The saturated soil also caused about 5 acres of trees to topple. They lost some freestanding Red Delicious and Golden Delicious, as well as a trellised block of Cameo, planted eight or nine years ago at a 5- by 15-foot spacing. They were in the midst of grafting over the Cameos with Honeycrisp when the trees fell, Slaybaugh said. 

A fallen block of top-worked Cameo trees at Mt. Ridge Farms in Adams County. The growers were grafting the Cameo over to Honeycrisp when saturated soils caused the top-heavy trees to topple. (TJ Mullinax/Good Fruit Grower)
A fallen block of top-worked Cameo trees at Mt. Ridge Farms in Adams County. The growers were grafting the Cameo over to Honeycrisp when saturated soils caused the top-heavy trees to topple. (TJ Mullinax/Good Fruit Grower)

“There was a huge crop load on top,” he said. “Once trees started to go, they all went.”

They lost all the Cameo and Honeycrisp in that block. Slaybaugh estimates the apples were worth between $5,000 and $10,000. 

They plan to replant the block with double-leader Galas. As with all their new plantings, they’ll install stronger trellises to deal with the increasingly erratic weather. Four- or 5-inch posts placed every 25 feet have worked well. Their newer, sturdier plantings survived last September’s storms intact, Slaybaugh said.

Penn State University pomologist Jim Schupp said many growers suffered significant economic damage from the storm remnants that passed through last September. Honeycrisp bore the biggest hit with fruit cracking, as most were nearly ready to harvest when the deluges struck. He recommends mixing Premier Honeycrisp with other standard-maturity Honeycrisp strains. Premier, which ripens two weeks earlier than standard strains, would increase the likelihood that some Honeycrisp survive heavy rain events.

Schupp also recommends buying crop insurance, selecting well-drained planting sites or tiling fields prone to high water, avoiding excessively clean or wide herbicide strips, and building robust trellises. 

Adams County grower Ben Lerew puts a lot of thought into strengthening his trellises. He pounds 5- or 6-inch posts 3 feet into the ground and avoids spacing the posts too far apart, which would weaken the system. Because winds in the region typically move from west to east, he strings trellis wires on the west side of the posts. The posts help support the wires when wind pushes the trees against them. Wires strung on the east side of the posts would pull the posts downward, making the trellis more likely to topple, he said.

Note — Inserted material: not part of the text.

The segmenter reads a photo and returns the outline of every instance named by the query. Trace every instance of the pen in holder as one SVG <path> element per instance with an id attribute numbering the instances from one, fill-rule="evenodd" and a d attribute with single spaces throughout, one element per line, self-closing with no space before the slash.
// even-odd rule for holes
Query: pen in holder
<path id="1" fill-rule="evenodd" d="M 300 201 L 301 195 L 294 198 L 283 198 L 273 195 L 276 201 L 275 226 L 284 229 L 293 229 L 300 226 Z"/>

Ben Lerew stands at the head of a 2016 planting of Wildfire Gala at Lerew Orchards in Adams County, Pennsylvania. Some of his rows are curved to follow the slope of the ridge they are planted on, which helps with air flow and water drainage. (TJ Mullinax/Good Fruit Grower)
Ben Lerew stands at the head of a 2016 planting of Wildfire Gala at Lerew Orchards in Adams County, Pennsylvania. Some of his rows are curved to follow the slope of the ridge they are planted on, which helps with air flow and water drainage. (TJ Mullinax/Good Fruit Grower)

Lerew typically tiles fields that have histories of drainage problems, placing 5- or 6-inch perforated pipes under the soil to drain excess water. The curvature of some of his tree rows, which wrap around hillsides, also aids drainage. The curved rows prevent water from running down herbicide strips and washing away dirt at the graft unions, and the grass between rows helps slow and spread water. Curved rows require more posts, but they are worth the extra expense, he said. 

Last September’s downpours cracked a lot of his Honeycrisp but didn’t upend any trees, Lerew said.